Super Charged Sustainability: Non-toxic, recyclable supercapacitors

This week we will continue the theme of addressing the impact that electronic waste (e-waste). As we learned in last week’s post, e-waste continues to be a big problem for the environment.

Instead of using the approach of recycling and repurposing e-waste, what if there were little to no waste from an electronic component from the start? This is exactly what researchers in Switzerland are seeking to address. Researchers have been thinking about the Internet of Things (IoT). Specifically, the numerous electronic components that these IoT devices require:

“Many electronic components for IoT applications are produced by the million, have a short service life, and are powered by lithium-ion or alkaline batteries. While these batteries perform well, they contain toxic materials that need to be collected at the end of their life and then recycled using special processes.” source

These researchers have found a way around this conundrum. In fact they are aiming directly for the compost heap with a completely disposable, non-toxic alternative:

“an electric double-layer capacitor (EDLC) made from a disposable paper-like material. In the context of electronics, the researchers explain that “disposable” devices are those that can be thrown away in the trash, do not release toxic substances and ultimately fragment into small particles.” source

Not only do these supercapacitors become non toxic, compostable material, they actually store much more charge than a conventional capacitor!

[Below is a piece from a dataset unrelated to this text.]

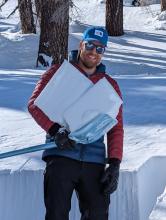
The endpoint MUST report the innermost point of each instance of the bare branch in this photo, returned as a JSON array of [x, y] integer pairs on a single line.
[[13, 12]]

“After two months buried in the soil, the capacitor has disintegrated, leaving only a few visible carbon particles.” Image: Gian Vaitl/ Empa

Where does the magic come from you ask? Believe it or not: Ink that is made from nontoxic and renewable materials. The method used is similar to 3D printing and is called direct-ink writing:

“In this technique, viscoelastic gel ink is extruded line-by-line and layer-by-layer from a printer nozzle to form three-dimensional objects.” source

While this new technique was far from easy to develop, there seems to be a lot of promise for these super capacitors in the IoT realm as the direct-ink writing allows for applications on complex 3D surfaces such as electronic circuits.

Be on the lookout for more updates and developments in the realm of sustainable, renewable electronics. It is certainly an exciting field that seems to be a win-win for electronics and the environment.